The scenic backwaters of Kerala comprise serene stretches of lakes, canals, and lagoons located parallel to the coast of the Arabian Sea. The backwater regions of Kerala are one of the most popular tourist destinations in the world. The tranquil backwater cruises are a once in a lifetime experience. Alappuzha, known as the 'Venice of the East', is especially popular for its houseboat cruises where you can soak in nature in its finest form.
Step foot into Fort Kochi and you will be instantly transported to a different time period. This place is steeped in the history and culture of all who have occupied it through the ages. Its roots and essence are unique in its diversity.
As you walk down the stone slabs that lead to the base of the Athirappalli waterfalls, a mysterious serenity overcomes you. It is Kerala's most famous and largest waterfall at over 80 ft high. The sight of the water crashing onto the ground leaves you with a sense of wonder at the sheer power and force of nature. Located around 63 km from Thrissur district, it is a perennial picnic spot for people in the area and from beyond. Its surrounding greenery is perfect for walks and picnics with loved ones. Lying at the entrance to the Sholayar ranges, it is a part of the Chalakudy River which calls the Western Ghats its home.
Other popular destinations can be found here: https://www.keralatourism.org/popular-destination/
What to see in other parts of India
(Air Travel might be required to visit those places)
India packs a lot into a massive space, and you'll never have time to see it all on one trip. Think about what interests you, what you like doing and how much time you have, and tailor your trip accordingly. Be realistic about how much you can fit in. Rather than trying to see the whole country, you may get more out of your trip if you concentrate on the south of the country, or on the north. However, internal flights are plentiful and inexpensive so you can hop from north to south if you want a taste of both worlds. The itineraries section at the front of Lonely Planet's guidebooks to India can be a great help.
No visit to India is complete without visiting the Taj Mahal in Agra. The most popular India tour is the all-time classic Golden Triangle. If time is short this is a fantastic introduction to three of India's top destinations, Delhi, Agra, and Jaipur, and you can squeeze it into a week if you don't mind moving every couple of days.
To get a sense of Indian spirituality you have to go to Varanasi, India’s holiest city.
Himalayas & Kashmir:
If things start heating up in the plains, it is time to make the trek to the Himalayas, to Ladakh with its Tibetan temples, Kashmir where you can laze away on a house-boat in Srinagar, or Darjeeling for a cuppa tea.
The palaces and forts of Rajasthan are a must if you have to pick three, Udaipur, Jodhpur, and Jaisalmer should be on top of that list.
Sri Harmandir Sahib, also known as Golden Temple and the 'Darbar Sahib, is the holiest Gurdwara and the most important pilgrimage site of Sikhism.
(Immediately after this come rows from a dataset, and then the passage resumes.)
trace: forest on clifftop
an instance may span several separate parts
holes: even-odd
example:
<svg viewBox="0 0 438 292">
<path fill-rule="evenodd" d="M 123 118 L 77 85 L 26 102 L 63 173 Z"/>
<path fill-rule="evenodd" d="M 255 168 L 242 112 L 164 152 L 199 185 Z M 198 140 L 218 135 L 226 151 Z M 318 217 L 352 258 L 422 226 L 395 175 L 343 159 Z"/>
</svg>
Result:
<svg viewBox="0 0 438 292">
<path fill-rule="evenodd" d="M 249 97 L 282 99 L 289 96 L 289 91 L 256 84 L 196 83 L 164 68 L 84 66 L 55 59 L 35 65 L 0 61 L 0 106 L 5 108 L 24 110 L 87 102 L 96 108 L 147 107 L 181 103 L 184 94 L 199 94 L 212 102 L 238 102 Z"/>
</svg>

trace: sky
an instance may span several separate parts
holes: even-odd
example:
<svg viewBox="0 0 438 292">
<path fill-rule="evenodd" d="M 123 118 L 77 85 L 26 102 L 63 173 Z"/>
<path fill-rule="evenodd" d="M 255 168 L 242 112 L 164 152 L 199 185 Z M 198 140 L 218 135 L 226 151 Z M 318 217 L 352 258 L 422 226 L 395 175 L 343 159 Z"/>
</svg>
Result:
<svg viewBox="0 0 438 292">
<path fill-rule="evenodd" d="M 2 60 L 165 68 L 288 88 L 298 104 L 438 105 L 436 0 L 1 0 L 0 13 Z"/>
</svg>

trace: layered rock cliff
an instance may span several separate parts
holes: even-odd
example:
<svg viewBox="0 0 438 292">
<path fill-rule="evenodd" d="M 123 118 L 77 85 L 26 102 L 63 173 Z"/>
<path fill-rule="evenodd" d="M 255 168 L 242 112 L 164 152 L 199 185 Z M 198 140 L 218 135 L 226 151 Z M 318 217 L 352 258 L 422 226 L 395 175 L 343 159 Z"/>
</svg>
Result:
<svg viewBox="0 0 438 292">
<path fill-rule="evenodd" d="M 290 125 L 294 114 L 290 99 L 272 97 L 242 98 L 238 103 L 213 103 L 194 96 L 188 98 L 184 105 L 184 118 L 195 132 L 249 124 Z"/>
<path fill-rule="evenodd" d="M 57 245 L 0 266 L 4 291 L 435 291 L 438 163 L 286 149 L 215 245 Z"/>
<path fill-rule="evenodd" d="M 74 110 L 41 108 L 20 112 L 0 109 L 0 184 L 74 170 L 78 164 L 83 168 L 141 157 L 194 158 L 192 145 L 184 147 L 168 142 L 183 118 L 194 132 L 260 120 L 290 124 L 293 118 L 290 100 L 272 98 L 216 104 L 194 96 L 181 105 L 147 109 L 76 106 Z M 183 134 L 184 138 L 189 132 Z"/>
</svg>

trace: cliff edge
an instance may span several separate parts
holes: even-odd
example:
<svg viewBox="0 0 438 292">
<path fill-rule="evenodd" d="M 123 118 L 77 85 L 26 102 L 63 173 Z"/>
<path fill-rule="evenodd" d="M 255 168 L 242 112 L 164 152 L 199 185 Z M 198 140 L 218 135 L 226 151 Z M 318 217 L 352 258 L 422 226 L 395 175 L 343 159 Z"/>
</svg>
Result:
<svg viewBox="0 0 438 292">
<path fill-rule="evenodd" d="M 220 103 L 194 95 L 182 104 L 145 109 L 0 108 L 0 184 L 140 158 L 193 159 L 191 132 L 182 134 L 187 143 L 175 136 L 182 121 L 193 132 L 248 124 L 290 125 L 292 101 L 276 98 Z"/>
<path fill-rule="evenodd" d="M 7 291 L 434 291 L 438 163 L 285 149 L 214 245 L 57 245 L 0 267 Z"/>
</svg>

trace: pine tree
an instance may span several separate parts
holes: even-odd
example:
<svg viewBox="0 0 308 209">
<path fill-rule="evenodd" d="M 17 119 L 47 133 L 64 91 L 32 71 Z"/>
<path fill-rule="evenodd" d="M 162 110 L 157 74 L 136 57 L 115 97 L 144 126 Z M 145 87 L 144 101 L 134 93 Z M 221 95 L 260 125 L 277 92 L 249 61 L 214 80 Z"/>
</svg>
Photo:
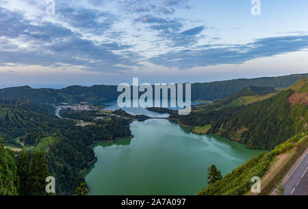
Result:
<svg viewBox="0 0 308 209">
<path fill-rule="evenodd" d="M 29 190 L 29 154 L 25 150 L 19 153 L 17 168 L 17 173 L 19 176 L 18 194 L 26 195 Z"/>
<path fill-rule="evenodd" d="M 88 193 L 89 189 L 88 189 L 88 186 L 86 182 L 80 184 L 80 186 L 78 186 L 75 191 L 76 195 L 86 195 Z"/>
<path fill-rule="evenodd" d="M 215 165 L 212 165 L 207 169 L 207 183 L 211 185 L 222 178 L 220 171 L 218 170 Z"/>
<path fill-rule="evenodd" d="M 42 151 L 37 150 L 30 162 L 28 172 L 28 195 L 46 195 L 46 178 L 50 176 Z"/>
<path fill-rule="evenodd" d="M 0 195 L 16 195 L 18 176 L 14 155 L 5 150 L 0 137 Z"/>
</svg>

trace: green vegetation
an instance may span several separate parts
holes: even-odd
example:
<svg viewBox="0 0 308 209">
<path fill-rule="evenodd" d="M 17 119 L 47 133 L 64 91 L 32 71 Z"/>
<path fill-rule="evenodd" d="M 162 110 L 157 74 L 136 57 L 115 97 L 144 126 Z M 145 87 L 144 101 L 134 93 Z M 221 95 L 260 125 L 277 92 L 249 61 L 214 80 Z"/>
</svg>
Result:
<svg viewBox="0 0 308 209">
<path fill-rule="evenodd" d="M 87 195 L 88 193 L 89 189 L 88 188 L 87 184 L 86 182 L 80 184 L 80 186 L 78 186 L 75 191 L 76 195 L 79 196 Z"/>
<path fill-rule="evenodd" d="M 215 165 L 212 165 L 207 169 L 207 183 L 209 185 L 215 184 L 216 182 L 221 180 L 222 176 L 220 171 L 218 170 Z"/>
<path fill-rule="evenodd" d="M 33 156 L 27 171 L 27 195 L 46 195 L 46 178 L 50 176 L 44 153 L 37 150 Z"/>
<path fill-rule="evenodd" d="M 294 74 L 272 78 L 236 79 L 192 85 L 192 98 L 205 100 L 224 99 L 241 89 L 250 87 L 288 87 L 308 74 Z"/>
<path fill-rule="evenodd" d="M 43 195 L 50 176 L 44 153 L 5 150 L 0 137 L 0 195 Z M 29 159 L 31 159 L 29 161 Z"/>
<path fill-rule="evenodd" d="M 236 79 L 211 83 L 193 83 L 193 100 L 213 101 L 227 98 L 249 86 L 288 87 L 308 74 L 294 74 L 271 78 Z M 0 89 L 0 98 L 27 98 L 36 103 L 77 104 L 81 102 L 99 104 L 116 100 L 120 92 L 116 86 L 94 85 L 92 87 L 70 86 L 62 89 L 32 89 L 29 86 Z"/>
<path fill-rule="evenodd" d="M 0 195 L 17 195 L 18 182 L 14 153 L 4 148 L 0 137 Z"/>
<path fill-rule="evenodd" d="M 294 89 L 303 92 L 307 83 L 308 79 L 303 79 L 294 84 Z M 264 96 L 268 98 L 251 104 L 231 105 L 239 96 L 255 94 L 251 89 L 253 87 L 246 88 L 213 104 L 196 107 L 188 115 L 173 113 L 170 117 L 190 126 L 211 124 L 209 133 L 218 133 L 244 143 L 251 149 L 272 150 L 292 136 L 307 131 L 308 111 L 305 95 L 303 98 L 292 100 L 297 92 L 289 88 L 270 96 L 267 94 Z M 255 89 L 258 90 L 266 90 L 263 92 L 265 94 L 270 89 Z"/>
<path fill-rule="evenodd" d="M 0 100 L 0 108 L 5 109 L 5 114 L 0 117 L 0 134 L 5 143 L 31 152 L 43 151 L 60 195 L 73 193 L 84 180 L 81 171 L 95 160 L 90 145 L 131 135 L 131 120 L 114 116 L 81 127 L 72 120 L 49 115 L 49 107 L 27 99 Z"/>
<path fill-rule="evenodd" d="M 216 182 L 212 185 L 209 185 L 205 189 L 200 191 L 197 195 L 245 195 L 250 191 L 253 184 L 251 182 L 253 177 L 259 176 L 261 178 L 264 176 L 268 170 L 272 162 L 274 161 L 275 156 L 285 153 L 296 146 L 296 143 L 307 135 L 308 133 L 306 133 L 303 135 L 298 135 L 276 147 L 272 152 L 260 154 L 225 176 L 221 180 Z M 270 189 L 266 191 L 269 191 Z"/>
<path fill-rule="evenodd" d="M 192 132 L 196 134 L 205 135 L 207 133 L 209 129 L 211 129 L 211 125 L 208 124 L 204 126 L 196 126 L 192 129 Z"/>
</svg>

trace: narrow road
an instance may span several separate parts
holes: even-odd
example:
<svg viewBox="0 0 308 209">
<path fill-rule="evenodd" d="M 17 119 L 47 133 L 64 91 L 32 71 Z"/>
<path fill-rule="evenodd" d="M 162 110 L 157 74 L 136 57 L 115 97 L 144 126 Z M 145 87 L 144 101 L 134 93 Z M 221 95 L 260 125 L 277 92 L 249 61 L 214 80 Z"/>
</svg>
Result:
<svg viewBox="0 0 308 209">
<path fill-rule="evenodd" d="M 308 149 L 284 178 L 285 195 L 308 195 Z"/>
</svg>

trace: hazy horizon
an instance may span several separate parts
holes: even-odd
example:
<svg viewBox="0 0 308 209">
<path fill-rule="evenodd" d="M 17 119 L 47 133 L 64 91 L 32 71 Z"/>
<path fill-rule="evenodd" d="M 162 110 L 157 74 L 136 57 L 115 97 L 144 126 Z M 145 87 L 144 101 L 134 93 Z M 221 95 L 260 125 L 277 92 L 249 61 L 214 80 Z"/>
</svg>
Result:
<svg viewBox="0 0 308 209">
<path fill-rule="evenodd" d="M 259 1 L 0 0 L 0 87 L 305 73 L 308 2 Z"/>
<path fill-rule="evenodd" d="M 289 76 L 289 75 L 296 75 L 296 74 L 308 74 L 308 72 L 304 72 L 304 73 L 298 73 L 298 74 L 279 74 L 277 76 L 260 76 L 260 77 L 251 77 L 251 78 L 244 78 L 244 77 L 239 77 L 239 78 L 235 78 L 235 79 L 221 79 L 221 80 L 214 80 L 210 81 L 204 81 L 204 82 L 166 82 L 166 83 L 212 83 L 212 82 L 216 82 L 216 81 L 231 81 L 231 80 L 238 80 L 238 79 L 260 79 L 260 78 L 271 78 L 271 77 L 280 77 L 280 76 Z M 144 83 L 146 82 L 143 82 L 142 81 L 139 81 L 140 85 L 142 83 Z M 166 83 L 166 82 L 165 82 Z M 127 83 L 129 85 L 132 85 L 132 79 L 131 81 L 127 81 Z M 158 82 L 155 82 L 153 83 L 151 83 L 151 85 L 154 85 L 155 83 L 159 83 Z M 40 89 L 40 88 L 49 88 L 49 89 L 60 89 L 63 88 L 66 88 L 70 86 L 83 86 L 83 87 L 91 87 L 93 85 L 114 85 L 117 86 L 120 83 L 115 83 L 115 84 L 106 84 L 106 83 L 94 83 L 94 84 L 89 84 L 89 85 L 78 85 L 78 84 L 72 84 L 72 85 L 53 85 L 53 84 L 45 84 L 45 85 L 30 85 L 30 84 L 25 84 L 25 85 L 11 85 L 11 86 L 3 86 L 1 87 L 0 85 L 0 89 L 5 89 L 8 87 L 23 87 L 23 86 L 29 86 L 33 89 Z"/>
</svg>

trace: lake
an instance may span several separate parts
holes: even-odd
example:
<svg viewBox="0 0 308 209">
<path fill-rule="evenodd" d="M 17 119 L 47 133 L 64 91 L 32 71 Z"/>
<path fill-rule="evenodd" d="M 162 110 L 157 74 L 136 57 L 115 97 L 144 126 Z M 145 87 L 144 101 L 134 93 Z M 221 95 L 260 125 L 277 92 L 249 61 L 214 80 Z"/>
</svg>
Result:
<svg viewBox="0 0 308 209">
<path fill-rule="evenodd" d="M 110 103 L 107 109 L 118 109 Z M 168 116 L 144 109 L 131 114 Z M 226 175 L 262 152 L 218 135 L 192 133 L 167 120 L 131 124 L 133 139 L 94 148 L 98 161 L 86 176 L 90 195 L 195 195 L 207 186 L 206 172 L 216 165 Z"/>
</svg>

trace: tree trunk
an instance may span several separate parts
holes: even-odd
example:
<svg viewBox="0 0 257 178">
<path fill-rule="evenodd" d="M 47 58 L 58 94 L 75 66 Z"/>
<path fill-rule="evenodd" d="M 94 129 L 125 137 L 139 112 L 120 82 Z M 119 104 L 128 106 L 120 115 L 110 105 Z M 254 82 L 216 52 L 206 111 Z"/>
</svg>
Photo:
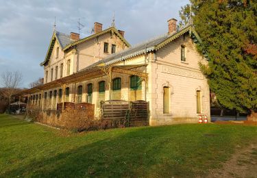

This pint-sized state is more than just beaches, booze, and trance parties. A kaleidoscopic blend of Indian and Portuguese cultures, sweetened with sun, sea, sand, seafood, and spirituality, there's nowhere in India quite like it. There is so much that is unique about Goa, with many visitors finding the laid-back pace of life in marked contrast to the frenetic pace of the north.